Across our published papers using SAM (e.g., Rogers & Biesanz, 2019; Wallace & Biesanz, 2021) we have documented substantial individual differences in the positivity of impressions for both perceivers and targets. For perceivers, this individual difference can be interpreted as a relatively pure perceptual bias — some people simply view others more or less positively. In contrast, individual differences in positivity associated with targets represents a measure of their likeability. Likeability as measured by SAM represents an implicit measure of the consensus in how positively a person is perceived by others. Wallace & Biesanz (2021) demonstrated strong correlations in likeability across domains and contexts. People who are likeable in person are also those who are likeable through their written work as well. Our current work, unpublished at the moment, uses a large random sample of \(N=600\) essays from the NCDS birth cohort study in the UK and demonstrates that likeability is stable across the lifespan (age 11 to age 50) and that likeability at age 11 is strongly associated with education and social class at age 42, even when controlling for family social class and education. Our current research efforts are focused on (1) understanding why people differ in likeability and (2) the long-term consequences of likeability.

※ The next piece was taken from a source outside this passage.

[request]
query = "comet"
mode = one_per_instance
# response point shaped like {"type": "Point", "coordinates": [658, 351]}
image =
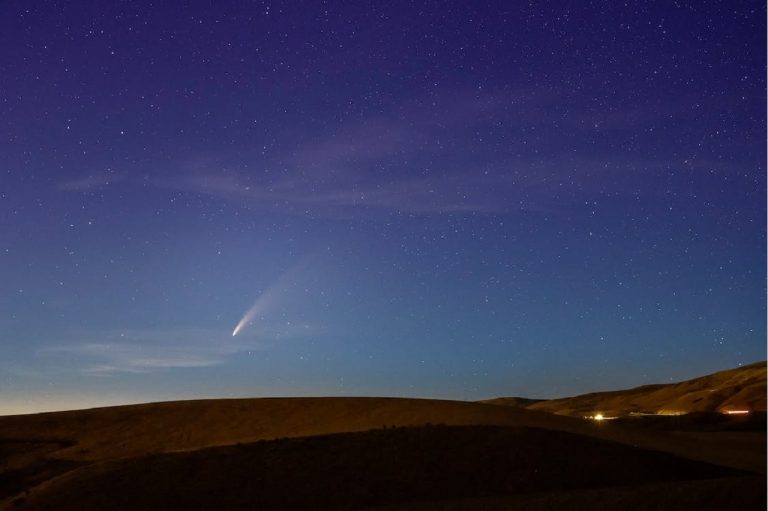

My current quantitative research is quite diverse with the unifying theme of focusing on topics that require additional attention — in other words, building better quantitative tools for common problems faced by applied researchers. Recent examples include (1) novel approaches to examining mediational models (Biesanz et al., 2010; Falk & Biesanz, 2015, 2016), (2) sample size planning based on effect size estimates (in progress), and (3) generating confidence intervals for standardized effect size estimates based on both fixed and random predictors (in progress). Currently I am in the process of developing and expanding a package for R fabs that will serve as a repository of my quantitative work and code for these various endeavours. fabs is currently available on github and will soon be submitted as a package on CRAN.